Houve parlamentares incorporando a Vera Verão para dizer que as redes sociais seriam censuradas, posição também assumida pela gloriosa Associação Brasileira de Jornalismo Digital. Chega a ser comovente que tanta gente altamente dependente das Big Techs, seja para bancar a associação ou para virar deputado, saia com essa historinha por aí. Essa briga é econômica entre dois setores.
Vi também muita gente defendendo a urgência porque as eleições estão chegando e precisamos ter uma regulamentação sobre Fake News. É aquele moralismo de última categoria vendo política como uma guerra do bem contra o mal. Nessa lógica, o lado do mal é mentiroso, mentira é errado, vamos legislar sobre a mentira. Somos o lado do bem, temos urgência.
Dar atenção a palavras de ordem de gente que não entende do assunto e, se bobear, nunca lavou um banheiro está nos levando a produções esdrúxulas como esse PL 2630. Eu sou a favor de regulamentação de desinformação e Big Techs e gosto particularmente do modelo alemão. Ocorre que esse projeto não regula nem uma coisa nem outra porque é dissociado da realidade. Desinformação é tratada como uma disputa pela verdade quando é uma manipulação emocional e cognitiva.
Eu ainda não sei se rio ou fico desesperada nem qual é o ponto mais inacreditável. Em dois anos de debate, o legislador médio brasileiro ainda acha que desinformação é disputa pela verdade, diferença entre verdadeiro e falso, faz uma lei sobre isso e ainda quer urgência na votação. O outro problema estrutural é a arrogância terraplanista de imaginar ser possível exercer na vida real o controle que o projeto propõe. Em consequências ninguém pensa porque é mais legal o bom-mocismo.
De ponta a ponta, o texto tem falhas técnicas grosseiras e primárias, que o tornam algo entre inexequível e peça de ficção. Quer dizer, não de ponta a ponta. O início, a carta de intenções, está moralmente perfeita. No entanto, ela repete um problema legislativo crônico que já foi criado pela Constituição, como nos explicou outro dia o ministro aposentado do STF Francisco Rezek.

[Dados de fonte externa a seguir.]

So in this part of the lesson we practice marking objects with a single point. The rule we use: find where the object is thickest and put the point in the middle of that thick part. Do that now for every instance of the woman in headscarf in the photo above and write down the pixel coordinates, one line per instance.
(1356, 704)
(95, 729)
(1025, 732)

O Brasil é signatário de diversos tratados sobre direitos e liberdades individuais, como a Declaração Universal dos Direitos Humanos. Daí, a nossa Constituição Federal faz o artigo 5o, uma declaração enorme de direitos. Como esses direitos são diferentes daquilo que está nos tratados internacionais, às vezes eles colidem nos casos reais e o cidadão perde direitos. É o caso, por exemplo, da necessidade de se filiar a um partido para concorrer a cargo eletivo, violação de Direitos Humanos mas entendido como correto na nossa Constituição.

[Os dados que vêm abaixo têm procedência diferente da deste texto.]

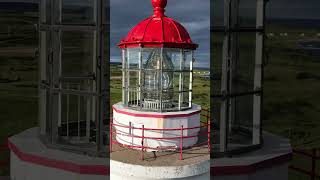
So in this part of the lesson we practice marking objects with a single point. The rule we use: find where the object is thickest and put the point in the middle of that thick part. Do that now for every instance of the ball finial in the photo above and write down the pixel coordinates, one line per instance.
(158, 7)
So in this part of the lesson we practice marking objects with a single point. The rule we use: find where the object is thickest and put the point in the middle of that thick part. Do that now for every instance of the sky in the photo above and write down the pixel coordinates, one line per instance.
(194, 15)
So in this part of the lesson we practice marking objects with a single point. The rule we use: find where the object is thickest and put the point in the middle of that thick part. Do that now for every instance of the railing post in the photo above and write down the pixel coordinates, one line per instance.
(110, 134)
(209, 137)
(313, 171)
(181, 142)
(142, 139)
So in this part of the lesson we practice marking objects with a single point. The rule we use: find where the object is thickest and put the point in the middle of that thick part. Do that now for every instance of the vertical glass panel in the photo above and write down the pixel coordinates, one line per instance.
(240, 128)
(247, 13)
(146, 52)
(133, 58)
(174, 55)
(78, 12)
(216, 12)
(78, 53)
(76, 118)
(188, 60)
(133, 79)
(45, 11)
(243, 68)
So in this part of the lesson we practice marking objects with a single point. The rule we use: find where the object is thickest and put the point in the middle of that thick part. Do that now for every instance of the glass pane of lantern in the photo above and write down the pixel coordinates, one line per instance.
(216, 63)
(175, 56)
(217, 11)
(133, 58)
(45, 11)
(78, 12)
(186, 80)
(243, 75)
(146, 52)
(76, 117)
(188, 60)
(133, 79)
(240, 134)
(77, 53)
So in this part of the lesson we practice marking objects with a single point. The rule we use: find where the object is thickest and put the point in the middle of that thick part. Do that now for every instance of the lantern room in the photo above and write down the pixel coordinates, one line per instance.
(157, 64)
(157, 75)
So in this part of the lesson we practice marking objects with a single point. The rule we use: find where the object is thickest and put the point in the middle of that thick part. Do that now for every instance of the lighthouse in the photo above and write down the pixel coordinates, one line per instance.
(156, 113)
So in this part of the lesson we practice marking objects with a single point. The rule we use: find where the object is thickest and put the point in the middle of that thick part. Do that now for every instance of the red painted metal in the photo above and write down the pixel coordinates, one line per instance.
(158, 31)
(181, 142)
(110, 144)
(209, 135)
(155, 115)
(142, 139)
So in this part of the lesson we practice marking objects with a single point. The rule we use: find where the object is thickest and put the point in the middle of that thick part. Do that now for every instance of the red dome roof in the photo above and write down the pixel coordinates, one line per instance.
(158, 31)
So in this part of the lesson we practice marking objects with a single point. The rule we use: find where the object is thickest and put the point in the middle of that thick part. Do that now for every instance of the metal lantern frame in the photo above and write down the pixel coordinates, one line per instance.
(72, 102)
(134, 70)
(232, 135)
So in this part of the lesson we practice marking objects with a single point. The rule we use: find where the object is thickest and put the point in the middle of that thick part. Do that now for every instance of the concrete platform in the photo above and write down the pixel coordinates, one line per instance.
(125, 164)
(269, 162)
(32, 160)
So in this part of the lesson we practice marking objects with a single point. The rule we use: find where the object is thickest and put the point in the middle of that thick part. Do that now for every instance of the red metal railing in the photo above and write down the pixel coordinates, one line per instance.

No PL das "Fake News" temos uma extensa declaração de princípios e ela realmente é muito bonita e nobre. Ocorre que ela vai, na prática, causar colisão não só com a nossa Constituição e os tratados internacionais, também com o Marco Civil da Internet, lei de 2014, que é considerada exemplo legislativo no mundo todo. Aliás, os problemas que esse projeto novo visa atacar já são endereçados pela nossa legislação.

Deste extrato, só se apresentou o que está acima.